PDNguyen Posted February 12, 2021 Posted February 12, 2021 Hello all, thanks in advance for your help! I'm an IRS EP agent but I haven't worked very many DB cases, and I had a question about my dad's situation. My dad worked for Albemarle Corp for several years. They sponsored a DB plan through Merrill Lynch. In 2017, he was filling out his benefit election form. Among several options he was given, he planned to elect 100% joint and contingent with 60 months certain. Payment was supposed to be $347.53 per month. He never completed the paperwork (he was very disorganized and lost his birth certificate and was having trouble getting it from Vietnam. He passed away in August 2021 without ever filling out the paperwork. After his death, I contacted Merrill Lynch and let them know my dad passed away, and I requested that they send a new benefit election package for my mom to fill out. We got the package, and the only option now is a lifetime pension of $218.34 per month. Does that seem right that the monthly payment would be reduced so much? I still have a lot to learn about DB plans, but I thought the payment would be much higher. I know that options are supposed to be actuarially equivalent, but it just seems way off to me. Thanks in advance for your help!

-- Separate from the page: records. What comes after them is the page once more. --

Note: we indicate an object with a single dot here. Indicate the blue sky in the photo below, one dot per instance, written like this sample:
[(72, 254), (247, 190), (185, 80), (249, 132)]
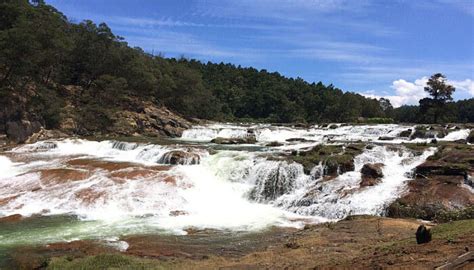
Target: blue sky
[(375, 47)]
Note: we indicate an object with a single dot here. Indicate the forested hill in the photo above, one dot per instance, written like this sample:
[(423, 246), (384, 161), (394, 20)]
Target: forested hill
[(43, 56)]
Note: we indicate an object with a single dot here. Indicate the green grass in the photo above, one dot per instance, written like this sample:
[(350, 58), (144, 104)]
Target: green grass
[(105, 261)]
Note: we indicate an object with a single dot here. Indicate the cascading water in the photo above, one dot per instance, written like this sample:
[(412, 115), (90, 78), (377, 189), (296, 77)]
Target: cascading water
[(117, 188)]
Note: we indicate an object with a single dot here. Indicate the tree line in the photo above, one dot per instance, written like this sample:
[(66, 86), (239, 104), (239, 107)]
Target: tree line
[(41, 52)]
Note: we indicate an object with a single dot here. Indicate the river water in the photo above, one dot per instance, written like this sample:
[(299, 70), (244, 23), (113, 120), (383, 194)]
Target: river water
[(83, 189)]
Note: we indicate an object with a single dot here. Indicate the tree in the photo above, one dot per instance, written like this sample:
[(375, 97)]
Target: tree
[(440, 92)]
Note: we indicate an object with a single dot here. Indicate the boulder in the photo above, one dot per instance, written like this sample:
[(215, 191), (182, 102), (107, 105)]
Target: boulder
[(371, 174), (178, 157), (20, 131), (431, 167), (470, 138), (423, 235), (299, 140), (274, 144), (46, 134), (247, 140), (405, 133)]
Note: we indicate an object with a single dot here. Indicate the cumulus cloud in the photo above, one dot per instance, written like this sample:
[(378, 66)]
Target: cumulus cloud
[(409, 93), (466, 85)]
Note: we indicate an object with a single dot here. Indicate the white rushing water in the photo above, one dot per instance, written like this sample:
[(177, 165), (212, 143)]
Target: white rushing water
[(264, 133), (120, 188)]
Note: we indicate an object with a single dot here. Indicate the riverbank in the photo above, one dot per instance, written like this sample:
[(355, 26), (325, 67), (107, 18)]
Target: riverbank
[(356, 242), (263, 202)]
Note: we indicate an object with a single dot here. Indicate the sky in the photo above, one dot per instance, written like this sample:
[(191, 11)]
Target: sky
[(379, 48)]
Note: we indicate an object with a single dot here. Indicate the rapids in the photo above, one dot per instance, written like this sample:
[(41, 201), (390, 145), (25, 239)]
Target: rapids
[(82, 189)]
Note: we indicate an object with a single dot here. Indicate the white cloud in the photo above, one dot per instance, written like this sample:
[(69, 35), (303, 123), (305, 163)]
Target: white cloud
[(466, 85), (409, 93)]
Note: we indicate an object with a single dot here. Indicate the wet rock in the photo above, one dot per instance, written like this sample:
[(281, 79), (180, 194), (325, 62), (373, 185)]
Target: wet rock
[(247, 140), (46, 145), (177, 157), (386, 138), (423, 235), (423, 134), (124, 146), (405, 133), (45, 134), (11, 218), (176, 213), (20, 131), (441, 168), (274, 144), (373, 170), (470, 138), (371, 174), (299, 140)]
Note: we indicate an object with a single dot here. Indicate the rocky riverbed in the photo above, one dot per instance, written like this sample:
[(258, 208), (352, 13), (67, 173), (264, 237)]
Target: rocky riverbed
[(240, 196)]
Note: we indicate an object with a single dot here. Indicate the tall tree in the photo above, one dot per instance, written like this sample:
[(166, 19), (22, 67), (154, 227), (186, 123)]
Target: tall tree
[(440, 91)]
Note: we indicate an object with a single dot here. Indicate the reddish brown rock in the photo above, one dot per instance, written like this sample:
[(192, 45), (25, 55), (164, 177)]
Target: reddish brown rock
[(11, 218), (177, 157), (61, 175), (371, 174)]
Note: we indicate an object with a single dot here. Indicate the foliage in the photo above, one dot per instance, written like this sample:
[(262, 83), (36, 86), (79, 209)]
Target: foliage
[(440, 92), (105, 261), (41, 52)]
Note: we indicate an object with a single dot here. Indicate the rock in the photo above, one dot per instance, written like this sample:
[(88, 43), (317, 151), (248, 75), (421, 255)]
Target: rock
[(19, 131), (177, 157), (373, 170), (386, 138), (371, 174), (470, 138), (423, 235), (441, 168), (405, 133), (369, 181), (299, 140), (274, 144), (45, 134), (370, 146), (220, 140), (11, 218)]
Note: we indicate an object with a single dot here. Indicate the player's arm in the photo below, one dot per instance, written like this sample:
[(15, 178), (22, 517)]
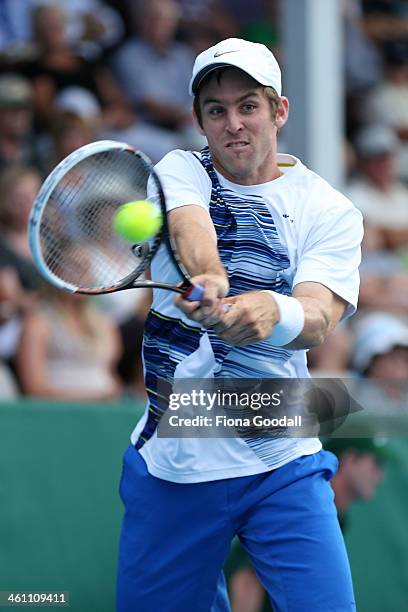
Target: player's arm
[(307, 317), (194, 234)]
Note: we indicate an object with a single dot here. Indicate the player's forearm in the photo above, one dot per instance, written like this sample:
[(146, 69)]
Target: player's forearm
[(317, 324)]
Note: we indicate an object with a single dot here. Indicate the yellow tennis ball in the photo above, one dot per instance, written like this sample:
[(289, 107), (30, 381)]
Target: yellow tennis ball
[(137, 221)]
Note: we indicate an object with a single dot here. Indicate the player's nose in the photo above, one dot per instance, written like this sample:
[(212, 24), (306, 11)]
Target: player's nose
[(234, 121)]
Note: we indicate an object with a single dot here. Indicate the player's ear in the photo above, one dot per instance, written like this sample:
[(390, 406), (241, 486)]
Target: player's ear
[(282, 113), (197, 123)]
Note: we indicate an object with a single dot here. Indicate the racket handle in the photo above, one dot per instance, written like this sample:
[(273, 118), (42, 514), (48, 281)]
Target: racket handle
[(194, 293)]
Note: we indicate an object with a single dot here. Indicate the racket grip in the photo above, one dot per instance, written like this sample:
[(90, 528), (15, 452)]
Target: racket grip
[(194, 294)]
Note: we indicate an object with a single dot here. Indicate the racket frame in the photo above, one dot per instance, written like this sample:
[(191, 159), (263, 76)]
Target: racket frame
[(189, 291)]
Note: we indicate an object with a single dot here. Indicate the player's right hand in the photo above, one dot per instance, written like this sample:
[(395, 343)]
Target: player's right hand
[(209, 310)]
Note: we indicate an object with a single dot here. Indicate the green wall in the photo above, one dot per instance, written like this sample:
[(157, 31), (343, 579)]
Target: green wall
[(60, 511)]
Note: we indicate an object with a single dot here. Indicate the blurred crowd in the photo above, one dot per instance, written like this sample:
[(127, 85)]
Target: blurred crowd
[(75, 71)]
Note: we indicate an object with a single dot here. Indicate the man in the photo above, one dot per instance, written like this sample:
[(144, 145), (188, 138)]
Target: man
[(16, 113), (376, 190), (277, 251), (360, 470)]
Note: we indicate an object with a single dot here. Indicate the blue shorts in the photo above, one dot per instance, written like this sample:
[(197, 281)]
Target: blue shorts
[(175, 539)]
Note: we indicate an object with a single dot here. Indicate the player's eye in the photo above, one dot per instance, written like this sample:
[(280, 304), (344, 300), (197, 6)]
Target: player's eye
[(215, 111)]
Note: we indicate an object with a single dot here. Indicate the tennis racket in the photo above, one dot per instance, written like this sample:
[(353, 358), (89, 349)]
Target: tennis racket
[(71, 231)]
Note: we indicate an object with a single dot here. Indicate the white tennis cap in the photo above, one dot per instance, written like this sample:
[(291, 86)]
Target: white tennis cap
[(253, 58)]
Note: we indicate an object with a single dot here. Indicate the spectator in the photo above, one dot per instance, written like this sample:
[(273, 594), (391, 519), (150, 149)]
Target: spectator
[(376, 191), (204, 23), (380, 354), (68, 350), (56, 66), (18, 188), (388, 102), (16, 103), (87, 21), (384, 280), (153, 68), (360, 470), (13, 305)]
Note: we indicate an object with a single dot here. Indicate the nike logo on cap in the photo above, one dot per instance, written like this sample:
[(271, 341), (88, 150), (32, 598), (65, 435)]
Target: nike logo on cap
[(219, 53)]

Lou S. Posted February 12, 2021 Posted February 12, 2021 A lot depends on the plan terms, the age of each of your parents and when the payments for each form of benefit were supposed to begin. PDNguyen 1
Hojo Posted February 12, 2021 Posted February 12, 2021 Without any actual detail of the plan, this seems about right. Since your dad never made an election prior to his death then he would fall under the QPSA rules. Essentially he was a vested terminated participant who was assumed to have made an election the day before his death of a joint and 50% annuity. Then he dies and his surviving spouse is eligible for that 50% benefit as a single lifetime annuity. PDNguyen 1
david rigby Posted February 12, 2021 Posted February 12, 2021 I think Hojo is correct. In other words, the default provisions of the plan were triggered since there was no election. PDNguyen 1 I'm a retirement actuary. Nothing about my comments is intended or should be construed as investment, tax, legal or accounting advice. Occasionally, but not all the time, it might be reasonable to interpret my comments as actuarial or consulting advice.
PDNguyen Posted February 12, 2021 Author Posted February 12, 2021 Yeah, normal form of benefit is a 50% Joint and Contingent with 60 months certain. Payment would have been $403.64 to my dad back in 2017, so 50% is pretty close to what the current calculation is. Thanks for all of your input!